Masoud Islami Nasab, 23, is just one example of those who have been unjustly detained.
He has been in custody since October 15, last year, on the charge of attacking a government official with a “cold [bladed] weapon.”
Despite a lack of evidence to convict him, Nasab was transferred to Evin Prison for further interrogation as ordered by judge Abulqasem Salavati.
Civil activists within Iran have also spoken out about this issue, shedding light on the lack of clear evidence to convict those who are being held.
“Among the detainees are Mohammad Havashemzadeh, Amir Ali Haqshenas, and Bahman Meskin Nawaz, who were transferred from Tehran prison to Evin,” an activist said.
Javad Rouhi, Mohammad Reza Shabani, and Arshiya Takdastan are also being held without sufficient evidence or documentation to convict them, often with a private plaintiff.
This detainment of individuals without proper evidence or a fair trial highlights a larger issue within Iran's justice system.
It raises concerns about the mistreatment of citizens and the lack of transparency in legal proceedings.
IranWire has been unable to obtain any information about the time of arrest and charges against Amir Ali Haqshenas and Bahman Meskin Nawaz.
However, Mohammad Reza Shabani, a 21-year-old who was arrested on September 24 of last year, along with his wife Aida Omirat, by the intelligence forces of the Islamic Revolutionary Guard Corps in Nowshahr, is known to have been transferred to Tirkala prison in the northern city of Sari.
This was due to a severe beating he received, injuring his kidney and leg area, which had previously been operated on before his arrest. Despite being held for more than five months, Shabani remains in prison, even though no verdict has been handed down against him.
Javad Rouhi and Arshiya Takdastan, who were arrested during the protests in Nowshahr, have also been in limbo since their arrest.
They are accused of "waging war against God" and “spreading corruption on earth” and were previously sentenced to death three and two times respectively.
Arshia Takdastan's death sentence was overturned by the judiciary due to a lack of sufficient evidence, but there is no news of Javad Rouhi's final sentence.
His lawyer had previously stated that all three times his client was sentenced to death without any proof of the allegations against him.
The case of Hadi Mirzaei, a 36-year-old musician and civil rights activist who was arrested over four months ago, is still unresolved after multiple court appearances at Branch 15 of the Revolutionary Court.
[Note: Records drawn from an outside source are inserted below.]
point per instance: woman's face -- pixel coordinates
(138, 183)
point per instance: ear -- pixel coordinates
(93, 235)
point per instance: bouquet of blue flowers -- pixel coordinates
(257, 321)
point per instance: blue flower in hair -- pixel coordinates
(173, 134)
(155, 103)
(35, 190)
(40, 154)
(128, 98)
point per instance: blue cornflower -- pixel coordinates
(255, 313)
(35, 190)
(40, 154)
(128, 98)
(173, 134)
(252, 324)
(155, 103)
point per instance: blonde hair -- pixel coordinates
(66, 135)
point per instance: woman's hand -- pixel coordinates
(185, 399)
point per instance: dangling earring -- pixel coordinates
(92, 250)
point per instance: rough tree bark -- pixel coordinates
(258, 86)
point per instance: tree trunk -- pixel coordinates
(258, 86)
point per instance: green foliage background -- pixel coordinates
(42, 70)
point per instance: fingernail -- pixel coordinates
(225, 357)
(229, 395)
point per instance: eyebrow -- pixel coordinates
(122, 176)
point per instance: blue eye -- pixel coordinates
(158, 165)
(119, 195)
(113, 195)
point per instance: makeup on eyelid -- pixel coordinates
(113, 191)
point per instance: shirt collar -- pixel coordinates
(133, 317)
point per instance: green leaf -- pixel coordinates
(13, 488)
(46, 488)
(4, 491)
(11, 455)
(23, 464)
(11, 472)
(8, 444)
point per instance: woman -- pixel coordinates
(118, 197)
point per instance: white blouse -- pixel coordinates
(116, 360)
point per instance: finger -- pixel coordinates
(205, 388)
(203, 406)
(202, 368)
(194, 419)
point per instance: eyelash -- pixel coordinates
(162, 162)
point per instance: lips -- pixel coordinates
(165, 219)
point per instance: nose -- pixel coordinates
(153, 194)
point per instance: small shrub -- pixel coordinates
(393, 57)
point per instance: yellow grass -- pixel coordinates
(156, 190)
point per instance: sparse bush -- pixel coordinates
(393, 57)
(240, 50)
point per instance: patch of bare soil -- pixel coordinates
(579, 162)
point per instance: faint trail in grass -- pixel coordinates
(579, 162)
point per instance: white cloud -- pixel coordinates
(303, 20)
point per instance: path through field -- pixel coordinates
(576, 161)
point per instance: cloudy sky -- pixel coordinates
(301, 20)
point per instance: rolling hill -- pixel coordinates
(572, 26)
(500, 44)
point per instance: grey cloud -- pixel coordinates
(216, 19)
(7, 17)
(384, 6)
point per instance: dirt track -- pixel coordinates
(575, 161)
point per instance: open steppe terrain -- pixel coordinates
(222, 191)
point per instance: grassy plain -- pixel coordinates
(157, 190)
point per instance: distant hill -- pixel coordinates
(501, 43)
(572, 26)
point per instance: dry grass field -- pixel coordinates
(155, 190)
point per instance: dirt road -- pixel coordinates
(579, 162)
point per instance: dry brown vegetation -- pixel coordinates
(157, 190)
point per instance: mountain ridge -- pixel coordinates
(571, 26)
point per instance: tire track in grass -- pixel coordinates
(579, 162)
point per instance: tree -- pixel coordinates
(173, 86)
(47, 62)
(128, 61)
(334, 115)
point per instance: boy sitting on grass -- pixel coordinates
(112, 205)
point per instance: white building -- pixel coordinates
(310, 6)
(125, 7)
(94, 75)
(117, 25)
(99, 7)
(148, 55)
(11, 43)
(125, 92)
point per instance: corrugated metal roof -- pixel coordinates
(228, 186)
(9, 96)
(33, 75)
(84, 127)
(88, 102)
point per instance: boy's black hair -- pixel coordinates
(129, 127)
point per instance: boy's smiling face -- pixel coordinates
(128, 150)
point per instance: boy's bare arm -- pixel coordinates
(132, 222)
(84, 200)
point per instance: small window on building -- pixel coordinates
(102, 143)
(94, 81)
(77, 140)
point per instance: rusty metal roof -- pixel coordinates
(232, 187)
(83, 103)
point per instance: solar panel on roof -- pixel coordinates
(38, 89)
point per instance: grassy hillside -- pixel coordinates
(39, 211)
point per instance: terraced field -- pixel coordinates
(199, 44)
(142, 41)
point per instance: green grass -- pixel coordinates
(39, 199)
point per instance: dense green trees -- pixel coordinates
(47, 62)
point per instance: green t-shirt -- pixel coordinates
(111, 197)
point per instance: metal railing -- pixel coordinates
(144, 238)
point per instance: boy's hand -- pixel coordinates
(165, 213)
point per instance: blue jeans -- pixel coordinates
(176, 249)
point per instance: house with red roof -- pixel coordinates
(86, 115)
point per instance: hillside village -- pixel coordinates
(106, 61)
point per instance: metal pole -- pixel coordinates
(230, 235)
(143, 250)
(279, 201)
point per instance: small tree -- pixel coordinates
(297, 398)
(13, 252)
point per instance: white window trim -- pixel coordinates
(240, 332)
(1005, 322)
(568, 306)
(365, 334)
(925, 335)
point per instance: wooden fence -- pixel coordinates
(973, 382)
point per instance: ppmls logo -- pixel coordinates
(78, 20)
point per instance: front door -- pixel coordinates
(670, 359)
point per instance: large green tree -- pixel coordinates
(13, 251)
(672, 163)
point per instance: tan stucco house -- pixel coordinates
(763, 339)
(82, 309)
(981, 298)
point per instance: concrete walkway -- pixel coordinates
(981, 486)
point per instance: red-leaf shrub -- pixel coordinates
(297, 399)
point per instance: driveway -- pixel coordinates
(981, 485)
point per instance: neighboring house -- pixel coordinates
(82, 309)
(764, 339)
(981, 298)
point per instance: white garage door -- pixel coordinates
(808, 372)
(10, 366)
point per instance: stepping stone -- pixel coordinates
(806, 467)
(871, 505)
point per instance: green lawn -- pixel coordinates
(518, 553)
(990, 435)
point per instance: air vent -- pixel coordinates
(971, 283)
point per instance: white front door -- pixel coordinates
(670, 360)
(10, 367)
Mirzaei has been accused of "propaganda against the regime," "gathering and collusion to commit a crime," and "encouraging corruption by filming riots."
According to a source who spoke with IranWire, there is not enough evidence to convict Mirzaei, and he has recently been transferred from Greater Tehran Prison to Evin for further interrogation.
The source stated that Mirzaei, who is a vegetarian, has lost significant weight due to the poor quality and limited variety of prison food, and is being pressured to confess to the charges against him.
Mohammad Havashimzadeh is another individual who is being held without sufficient evidence on charges of "espionage" and is currently in limbo.
Havashimzadeh, who previously operated a cafe in Antalya, Turkey, was arrested in front of his sister's house in Tehran's Pirouzi neighborhood during a trip to Iran.
He has been in limbo, charged with "spying for hostile governments," and has spent over six months in prison.
The authorities used his Turkish residency as an excuse to accuse him of espionage.
"I heard directly from Mohammad that [Judge] Salavati, upon reading the interrogator's report which indicated that there were no espionage charges against him, exclaimed, 'I don't accept this nonsense; he should be called in for further questioning,'" a source told IranWire.
In addition, IranWire received information that Parham Parwari, a swimming champion from Saqqez, is still in danger of execution.
Parham was arrested in Tehran in early October and spent six months in Tehran's Greater Prison before being transferred to Evin Prison.
A source revealed that Parham is in a vulnerable mental state, and the uncertainty and risk of execution have made the situation even more difficult for him.
Parham's trial was originally scheduled for April 10 but was postponed until after the month of Ramadan.